There are other ways, but then you need to set not i² = s etc but rather i³ = s (i⁴ = s; i⁵ = s ...) etc, for a scalar s. Different scalars s may be used for i, j, l, while the scalars for ij, il, jl and (ij)l are calculated from these. Also, it is more natural to start with split complex, split quaternion and split octonion numbers (set scalars s to 1), then modify from scalar squares to scalar cubes etc. This will work better over rational numbers than over real numbers (avoid zero divisors). For complex analogs you just use abelian group theory. For quaternion analogs you use group theory. For octonion analogs you use Moufang loop theory. Also, when using units squaring to a scalar, it is natural to use anticommutativity, since this multiplies with the scalar -1, which is a square root of 1. When using units cubing to a scalar, it is natural to use a modified anticommutativity where we multiply with a *scalar* that is a primitive cube root of 1, say w. This would mean e.g. that if i³ = j³ = s for a scalar s, then ij = wji but ji = w²ij, since w and w² are reciprocals, because w³ = 1. Not sure how this would work out in the non-associative case, but probably something like (ij)l = wi(jl) might work. Most likely we can get complex look alikes of any dimension d, quaternion look alikes of dimensions d², and octonion look alikes of dimension d³. So we can go from dims 2, 4, 8 to dims 3, 9, 27, or dims 4, 16, 64, or dims 5, 25, 125 etc. We may need to multiply with another dimension for the scalars needed though, one less than the degree of the primitive root of 1.

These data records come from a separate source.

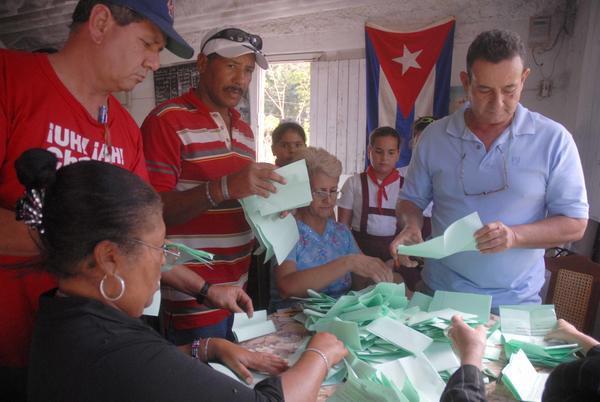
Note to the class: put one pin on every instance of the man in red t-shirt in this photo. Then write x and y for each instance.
(200, 157)
(53, 102)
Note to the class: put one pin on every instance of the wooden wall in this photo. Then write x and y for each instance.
(338, 110)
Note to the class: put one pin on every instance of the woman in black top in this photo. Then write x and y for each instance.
(101, 233)
(577, 381)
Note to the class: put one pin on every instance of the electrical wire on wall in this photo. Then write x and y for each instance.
(566, 30)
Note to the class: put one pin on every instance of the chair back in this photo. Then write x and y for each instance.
(574, 290)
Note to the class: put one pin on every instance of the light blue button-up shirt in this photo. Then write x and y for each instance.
(535, 160)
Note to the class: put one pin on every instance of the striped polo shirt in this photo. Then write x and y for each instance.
(185, 145)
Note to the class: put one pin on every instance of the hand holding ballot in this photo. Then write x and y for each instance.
(469, 342)
(255, 179)
(458, 237)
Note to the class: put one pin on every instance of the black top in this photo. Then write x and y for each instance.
(574, 381)
(83, 350)
(465, 385)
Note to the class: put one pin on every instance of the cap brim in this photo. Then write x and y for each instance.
(232, 49)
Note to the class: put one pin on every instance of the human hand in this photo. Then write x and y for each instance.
(232, 298)
(495, 237)
(469, 342)
(256, 178)
(240, 360)
(567, 332)
(330, 345)
(409, 235)
(370, 267)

What sort of idiot gets the diagram that charts the system wrong?

Because no higher C-D algebras than quaternions and octonions are composition algebras. Cross product works trivially in one and zero dimensions also.

sedenions is the correct name

There is also a real-imaginary-virtual number system that is 3D, with virtual numbers that have negative absolute values.

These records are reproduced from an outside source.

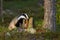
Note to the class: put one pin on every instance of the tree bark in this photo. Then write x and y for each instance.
(49, 15)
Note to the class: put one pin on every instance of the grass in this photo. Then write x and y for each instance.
(32, 9)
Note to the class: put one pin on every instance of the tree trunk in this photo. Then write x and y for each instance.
(1, 9)
(49, 15)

@@AlbertTheGamer-gk7sn I always viewed negative numbers as a kind of hack. Like "let's just add one bit of data to numbers and see what happens". But it seems they are quite intrinsic to all of math. I guess i've changed my mind on how i feel about negatives now.

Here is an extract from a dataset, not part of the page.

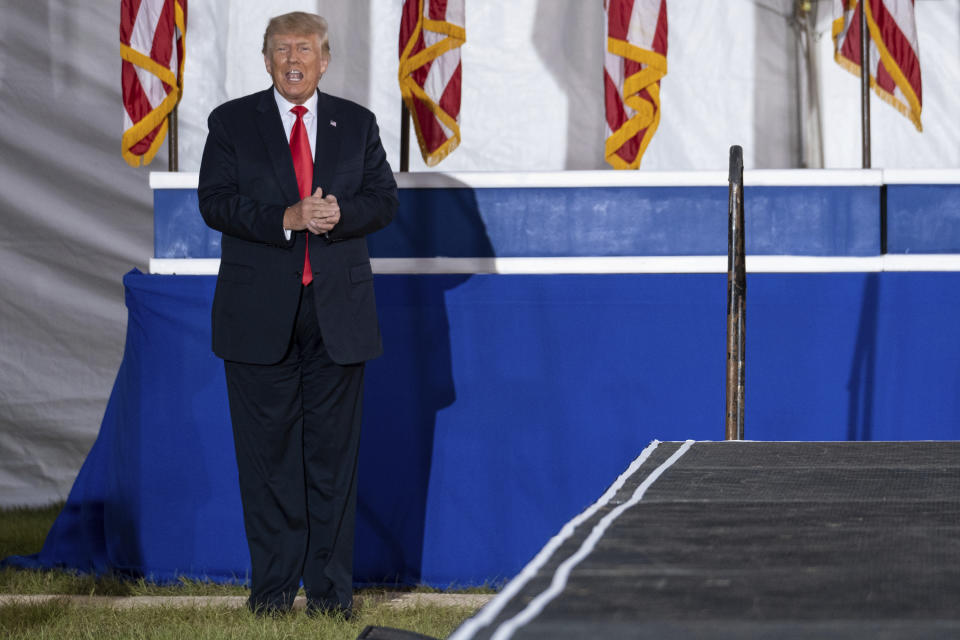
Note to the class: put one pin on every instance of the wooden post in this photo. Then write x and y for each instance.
(172, 142)
(864, 85)
(404, 137)
(736, 300)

Not at all, it just means that certain numbers “exist” (we’ll ignore the discussion of whether numbers actually exist or not, it’s irrelevant and rather boring) which don’t appear in the real world. This isn’t shocking, after all there are numbers so vast they already can’t have any physical description. Quantum mechanics actually uses a ton of math that simply wouldn’t work without the assumption that between any two numbers there is another one (actually it requires slightly more than that to work, but that’s beside the point). Oh and a sidenote: infinitesimals are non-standard. Whilst it’s possible to develop them rigorously, the standard way of doing analysis doesn’t have them. The relevant search term would be non-standard analysis.